25 thoughts on “Steatoda Triangulosa – Triangulate Cobweb Spider

  1. Good day! I had found a tiny, web-residing spider in my room that I have been trying to identify for the past hour but have had no luck. Unless it’s a species that has recently started to migrate to this area, hopefully stating that this is on North Georgia should narrow it down.

  2. I’m my hotel that is just outside FT. Lee VA. Had just caught a fly in its web. I took two videos of it wrapping the fly up. Any idea?

  3. Hi.. this guy or gal was sitting in my bedroom this am. Am hoping it’s a a good spider so I can put it outside to eat insects! Marsville, WA

  4. I’ve looked all over online and I can’t seem to correctly identify the spider. Any help would be appreciated as my cabin is infested with them currently. I live in North Alabama 15 minutes from either Tennessee or Georgia.

  5. I found this underneath of a bicycle, which I pulled from the garage. It was probably the size of a dime. This is near Greenville, SC.

  6. Found in Sonoma (NorCal California)…walking across bathroom floor. No sign of a web. Medium size, maybe 1/2 inch body, with legs 1-1.5 inches. Reddish brown color, with what seemed to be gray or cream markings. Thanks 🙂

    1. Hello Georgina, thanks for getting in touch! This is definitely a male false widow spider (Steatoda sp.). They are close relatives of the black widow and can deliver a painful bite but are not considered medically significant. Male specimen are generally considerably less venomous than females. This fellow is most likely a male triangulate cobweb spider (Steatoda triangulosa):

      1. What is this? Very tiny: maybe 3/8” and hundreds of them hanging out on a wood crate, NE OK. Many are barely visible they are so small and nearly colorless.

  7. Finally caught this spider in my cupboard..been after it for over a year…it was hiding inside the handle of my pressure cooker with 5 egg sacks..4 were empty, one sack full and there was also a much thinner and more elongated spider skin with them…does this spider that looks just like a black widow except for the yellow zigzag lines kill its make too?

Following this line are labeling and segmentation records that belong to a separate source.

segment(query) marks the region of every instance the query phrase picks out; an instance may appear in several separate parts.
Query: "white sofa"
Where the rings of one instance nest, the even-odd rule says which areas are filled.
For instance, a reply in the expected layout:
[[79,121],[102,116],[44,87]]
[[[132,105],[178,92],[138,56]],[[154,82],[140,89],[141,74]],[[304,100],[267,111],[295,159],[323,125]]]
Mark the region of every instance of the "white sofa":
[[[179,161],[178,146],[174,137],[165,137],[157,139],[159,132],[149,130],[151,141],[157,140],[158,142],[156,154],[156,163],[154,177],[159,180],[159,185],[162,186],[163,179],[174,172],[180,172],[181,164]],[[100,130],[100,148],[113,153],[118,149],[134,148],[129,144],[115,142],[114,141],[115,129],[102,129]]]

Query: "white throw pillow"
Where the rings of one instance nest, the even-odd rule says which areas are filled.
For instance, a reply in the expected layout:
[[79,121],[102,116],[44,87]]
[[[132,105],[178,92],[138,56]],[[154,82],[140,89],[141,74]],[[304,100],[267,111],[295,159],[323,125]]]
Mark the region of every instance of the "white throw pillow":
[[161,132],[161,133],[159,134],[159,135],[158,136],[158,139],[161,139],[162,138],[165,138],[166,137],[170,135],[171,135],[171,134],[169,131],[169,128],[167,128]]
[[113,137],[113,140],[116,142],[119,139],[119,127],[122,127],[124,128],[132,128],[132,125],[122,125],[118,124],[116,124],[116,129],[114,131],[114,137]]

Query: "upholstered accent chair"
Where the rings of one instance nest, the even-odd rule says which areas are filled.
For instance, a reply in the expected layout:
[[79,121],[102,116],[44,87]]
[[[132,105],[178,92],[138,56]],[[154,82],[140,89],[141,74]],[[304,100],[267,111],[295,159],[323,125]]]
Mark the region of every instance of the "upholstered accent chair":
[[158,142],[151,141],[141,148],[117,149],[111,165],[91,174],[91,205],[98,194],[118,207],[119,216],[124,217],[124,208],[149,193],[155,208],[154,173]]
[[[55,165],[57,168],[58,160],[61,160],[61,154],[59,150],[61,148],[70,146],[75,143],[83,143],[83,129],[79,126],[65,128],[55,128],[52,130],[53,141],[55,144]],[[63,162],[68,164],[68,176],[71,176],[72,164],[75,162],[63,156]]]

    1. Hello Jennifer, thanks for getting in touch! This is a triangulate cobweb spider (Steatoda triangulosa). They have a similar body shape of black widows as they are in the same spider family. But they are not considered medically significant. The egg sacs are probably of the cobweb spider too. During their lifecycle, they molt several times, so the skin is probably hers too. You can read more about them here:

  8. ID? Very small. 3/8ths-ish including legs. Found it and it’s hundreds of family mbrs in a wooden palette.

  9. With legs stretched out about size of quarter. Was getting bites 2-4x a night until I was able to kill it, but didnt smash it so I could identify. Bites looked like large mosquito bites with irregular borders. Thought it was hives at first. Would eventually become a deep red dot and itch for a week or so. Thinking it might be a Hobo Spider, but something is off. I live in the East Bay/Northern California. Please help me to identify.

    1. Hello Adam, thanks for getting in touch! This is a cobweb spider (Steatoda sp.), most likely Steatoda triangulosa. Spiders usually only bite to subdue small prey or if the feel threatened. It’s highly unlikely that a spider would bite a human at night, especially several times. We as humans are way to large for them and there would be no point for them to bite humans. The bites are most definitely from another small animal that was feeding on your blood (spiders don’t do that).